2.2 Effect of reaction temperature
Considering time and efficiency, the reaction temperature should generally not be too low, otherwise the reaction will be slow; if the temperature is too high, the reaction will be difficult to control, side reactions will increase, and the relative molecular weight of the product will increase, which will easily lead to a rapid increase in product viscosity, and even solidification. Danger. In this experiment, under the condition that 20% TMP is replaced by mixed diol, self-made G-100 catalyst is used, and the same ratio (0.2% of the total formula) is used to conduct a comparative experiment of reaction temperature in the range of 40-80 ℃. The results are shown in Table 3.
It can be seen from Table 3 that the reaction is fast at 80 °C, and the end point can be reached in a short time, but the performance of the synthetic product is not good, showing low NCO content, high viscosity, and low tolerance; while at 40 °C, the reaction The time is too long and the production efficiency is low. Considering comprehensively, this experiment chooses to react at about 60 ℃, not only can obtain products with excellent comprehensive properties, but also the reaction is easy to control and the production efficiency is high.
2.3 Effect of the amount of mixed diols
The addition reaction of conventional TDI and TMP followed by trimerization can reduce the content of free TDI, but the performance of the synthesized product is not good, such as high viscosity, high content of free TDI, poor compatibility, and short storage period. . This experiment found that using part of the diol mixture to replace TMP in the TDI-TMP reaction system can effectively adjust the functionality of the reaction system to achieve the purpose of reducing product viscosity and improving compatibility. The impact of different substitution ratios is shown in Table 4.
It can be seen from Table 4 that if the ratio of replacing TMP with mixed diol is too low or too high, it will have a great impact on the performance of the product. However, if the mass fraction of the mixed diol in the polyol raw material is selected as 20%, the curing agent with low free TDI content, low viscosity and good compatibility can be obtained.
2.4 Comparison of paint matching performance
This experiment examines the performance of the curing agent by testing the performance of the paint film. The curing agent and the paint are used to match the spray board in a certain proportion. Under the same experimental conditions, the curing agent synthesized by this method is compared with the imported curing agent with the same solid content. The results are shown in Table 5.

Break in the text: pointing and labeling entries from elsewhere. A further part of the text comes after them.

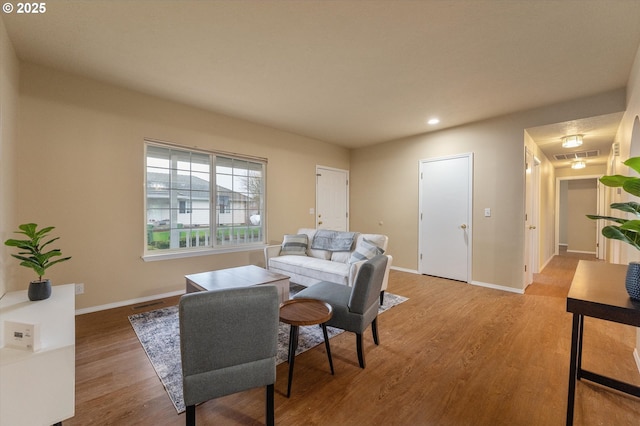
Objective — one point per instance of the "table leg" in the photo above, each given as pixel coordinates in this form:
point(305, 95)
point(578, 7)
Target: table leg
point(576, 356)
point(293, 345)
point(326, 344)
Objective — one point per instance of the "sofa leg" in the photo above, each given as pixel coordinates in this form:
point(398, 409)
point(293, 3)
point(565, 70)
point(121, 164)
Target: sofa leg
point(360, 350)
point(190, 415)
point(270, 413)
point(374, 330)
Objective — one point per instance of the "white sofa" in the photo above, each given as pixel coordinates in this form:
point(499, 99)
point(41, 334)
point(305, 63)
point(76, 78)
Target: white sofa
point(309, 266)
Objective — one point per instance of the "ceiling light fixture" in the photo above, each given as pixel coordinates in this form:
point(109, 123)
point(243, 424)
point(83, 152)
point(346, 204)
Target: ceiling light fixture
point(578, 164)
point(571, 141)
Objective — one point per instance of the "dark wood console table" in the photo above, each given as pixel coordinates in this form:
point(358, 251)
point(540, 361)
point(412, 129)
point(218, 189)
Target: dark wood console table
point(597, 291)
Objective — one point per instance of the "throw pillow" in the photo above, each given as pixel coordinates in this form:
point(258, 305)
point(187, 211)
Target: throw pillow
point(295, 245)
point(365, 250)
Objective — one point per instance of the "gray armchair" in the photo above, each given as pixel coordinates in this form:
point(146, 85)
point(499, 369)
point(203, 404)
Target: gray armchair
point(354, 308)
point(228, 343)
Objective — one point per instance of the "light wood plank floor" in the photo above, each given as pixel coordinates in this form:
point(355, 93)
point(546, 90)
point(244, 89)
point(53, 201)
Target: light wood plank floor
point(454, 354)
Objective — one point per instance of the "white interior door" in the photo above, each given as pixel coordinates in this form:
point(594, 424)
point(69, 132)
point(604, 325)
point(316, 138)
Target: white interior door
point(531, 235)
point(332, 199)
point(445, 217)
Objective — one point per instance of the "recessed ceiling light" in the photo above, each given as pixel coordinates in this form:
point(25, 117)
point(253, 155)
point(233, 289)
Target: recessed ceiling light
point(578, 164)
point(571, 141)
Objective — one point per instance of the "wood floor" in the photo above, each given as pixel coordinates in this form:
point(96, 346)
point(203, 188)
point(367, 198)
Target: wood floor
point(453, 354)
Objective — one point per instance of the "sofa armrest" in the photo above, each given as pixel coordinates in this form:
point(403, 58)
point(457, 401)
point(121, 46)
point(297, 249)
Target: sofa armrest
point(355, 268)
point(269, 252)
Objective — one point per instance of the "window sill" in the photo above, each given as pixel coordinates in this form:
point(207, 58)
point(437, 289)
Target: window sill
point(179, 254)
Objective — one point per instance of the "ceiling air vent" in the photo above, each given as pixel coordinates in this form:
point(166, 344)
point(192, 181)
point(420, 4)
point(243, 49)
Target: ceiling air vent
point(576, 155)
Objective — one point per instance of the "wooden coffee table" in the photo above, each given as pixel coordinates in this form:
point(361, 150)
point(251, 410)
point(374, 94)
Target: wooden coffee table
point(242, 276)
point(299, 312)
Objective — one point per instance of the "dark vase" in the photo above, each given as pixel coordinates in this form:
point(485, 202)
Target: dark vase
point(39, 290)
point(632, 282)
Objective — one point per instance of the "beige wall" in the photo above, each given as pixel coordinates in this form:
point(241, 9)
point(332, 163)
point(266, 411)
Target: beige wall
point(581, 200)
point(384, 185)
point(629, 130)
point(9, 80)
point(81, 145)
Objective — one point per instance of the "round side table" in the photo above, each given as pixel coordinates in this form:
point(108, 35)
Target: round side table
point(297, 312)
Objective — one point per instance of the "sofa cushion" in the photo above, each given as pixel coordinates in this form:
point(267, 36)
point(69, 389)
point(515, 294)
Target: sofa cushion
point(365, 250)
point(320, 269)
point(333, 240)
point(294, 245)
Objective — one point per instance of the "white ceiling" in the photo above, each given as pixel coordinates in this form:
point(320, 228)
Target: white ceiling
point(348, 72)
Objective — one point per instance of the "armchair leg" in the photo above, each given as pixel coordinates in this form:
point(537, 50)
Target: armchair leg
point(360, 350)
point(270, 420)
point(374, 329)
point(190, 415)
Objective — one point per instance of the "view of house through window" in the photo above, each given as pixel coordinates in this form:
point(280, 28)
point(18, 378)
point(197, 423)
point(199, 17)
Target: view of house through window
point(193, 195)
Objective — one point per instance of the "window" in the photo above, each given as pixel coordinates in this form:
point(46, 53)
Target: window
point(197, 199)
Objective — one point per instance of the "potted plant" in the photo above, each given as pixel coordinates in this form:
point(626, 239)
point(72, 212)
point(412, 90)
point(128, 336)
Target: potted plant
point(33, 256)
point(626, 230)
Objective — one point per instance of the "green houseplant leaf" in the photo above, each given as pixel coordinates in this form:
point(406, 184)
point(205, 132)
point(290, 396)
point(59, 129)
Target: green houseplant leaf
point(628, 231)
point(32, 254)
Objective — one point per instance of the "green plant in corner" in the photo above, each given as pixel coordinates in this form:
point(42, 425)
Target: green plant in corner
point(626, 230)
point(33, 254)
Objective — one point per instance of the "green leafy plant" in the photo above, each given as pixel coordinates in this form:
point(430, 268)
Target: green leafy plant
point(33, 255)
point(626, 230)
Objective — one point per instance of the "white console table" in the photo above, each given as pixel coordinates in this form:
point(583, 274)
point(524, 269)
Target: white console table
point(38, 388)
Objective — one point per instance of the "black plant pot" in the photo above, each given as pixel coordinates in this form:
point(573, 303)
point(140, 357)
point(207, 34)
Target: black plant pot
point(39, 290)
point(632, 281)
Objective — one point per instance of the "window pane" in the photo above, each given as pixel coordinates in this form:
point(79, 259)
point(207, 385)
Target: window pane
point(180, 201)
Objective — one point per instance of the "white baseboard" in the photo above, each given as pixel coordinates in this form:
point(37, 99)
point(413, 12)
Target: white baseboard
point(411, 271)
point(546, 263)
point(128, 302)
point(581, 252)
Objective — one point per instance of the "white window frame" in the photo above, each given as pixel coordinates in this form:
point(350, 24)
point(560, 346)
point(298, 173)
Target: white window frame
point(211, 245)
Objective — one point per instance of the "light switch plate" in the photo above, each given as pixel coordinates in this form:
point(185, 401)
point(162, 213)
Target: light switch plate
point(22, 335)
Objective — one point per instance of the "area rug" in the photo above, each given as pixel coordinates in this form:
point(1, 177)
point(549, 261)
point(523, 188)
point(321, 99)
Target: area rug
point(158, 332)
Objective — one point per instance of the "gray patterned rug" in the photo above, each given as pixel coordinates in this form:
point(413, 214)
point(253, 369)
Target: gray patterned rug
point(158, 332)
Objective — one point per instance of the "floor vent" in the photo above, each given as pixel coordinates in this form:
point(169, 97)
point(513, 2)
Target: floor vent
point(576, 155)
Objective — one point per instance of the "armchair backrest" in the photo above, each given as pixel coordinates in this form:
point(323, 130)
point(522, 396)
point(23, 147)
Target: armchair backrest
point(228, 341)
point(368, 284)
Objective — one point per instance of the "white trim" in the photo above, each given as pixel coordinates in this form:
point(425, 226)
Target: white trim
point(580, 251)
point(128, 302)
point(498, 287)
point(168, 255)
point(410, 271)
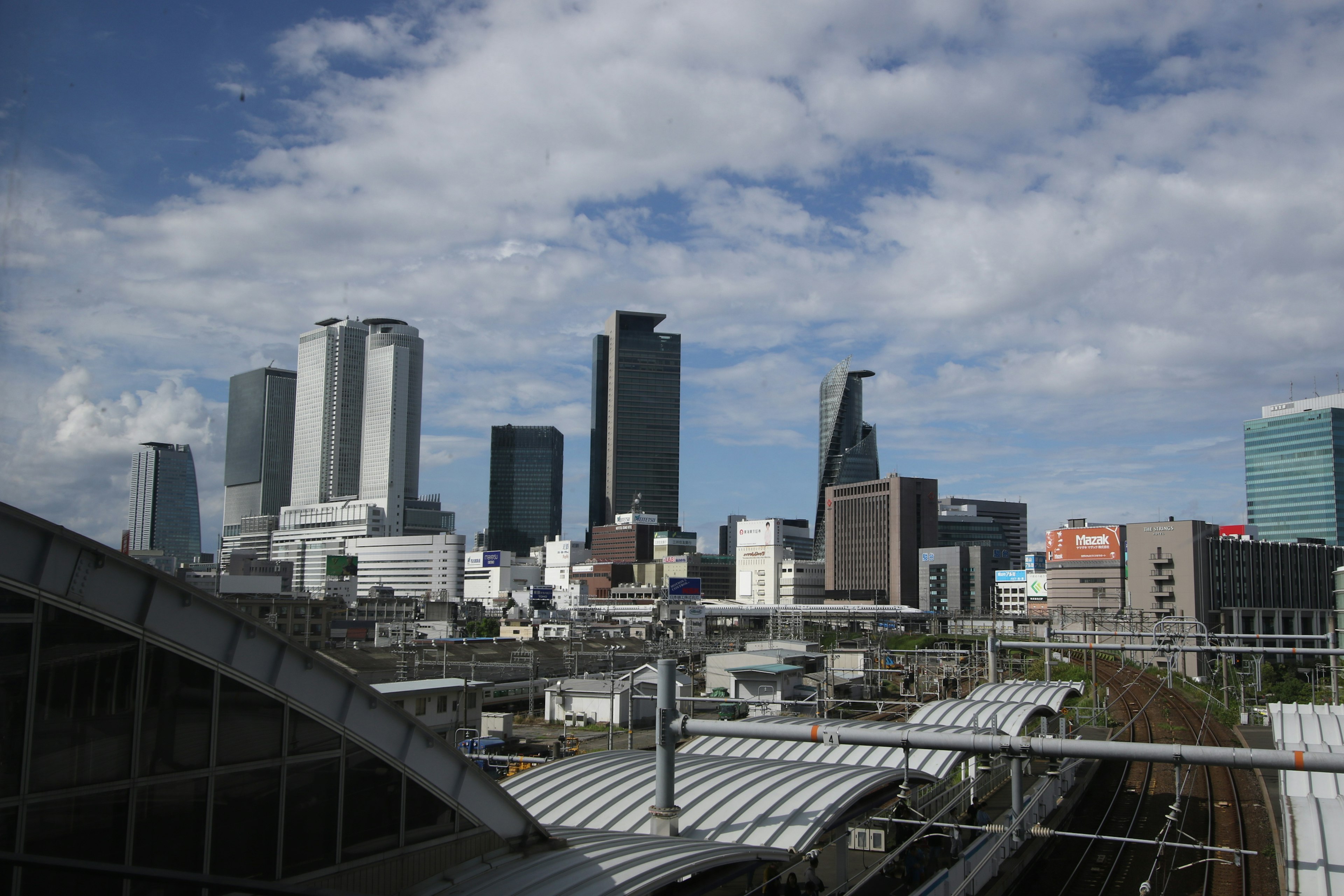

As can be seen from Table 5, the curing agent synthesized by this method is compared with the imported curing agent, whether it is a gloss paint or a matte paint, the performance is not much different, but there is a slight difference in drying time and gloss. The same kind of imported curing agent has faster drying speed and lower gloss; other aspects such as hardness, impact strength and flexibility are basically the same. It can be seen that in the matte system, this curing agent can replace similar imported curing agents, and its performance is even superior.
3 Conclusion
(1) The self-made G-100 catalyst is selected, the reaction temperature is controlled at about 60 ℃, the mass fraction of free TDI in the curing agent can be reduced to below 1.0%, and the comprehensive performance is good.
(2) Replacing TMP with 20% mixed diol can reduce product viscosity and improve compatibility.
(3) The results of the comparison test of paint matching show that the performance of the synthesized curing agent is basically the same as that of imported similar curing agents, and can replace imported products for matte paint.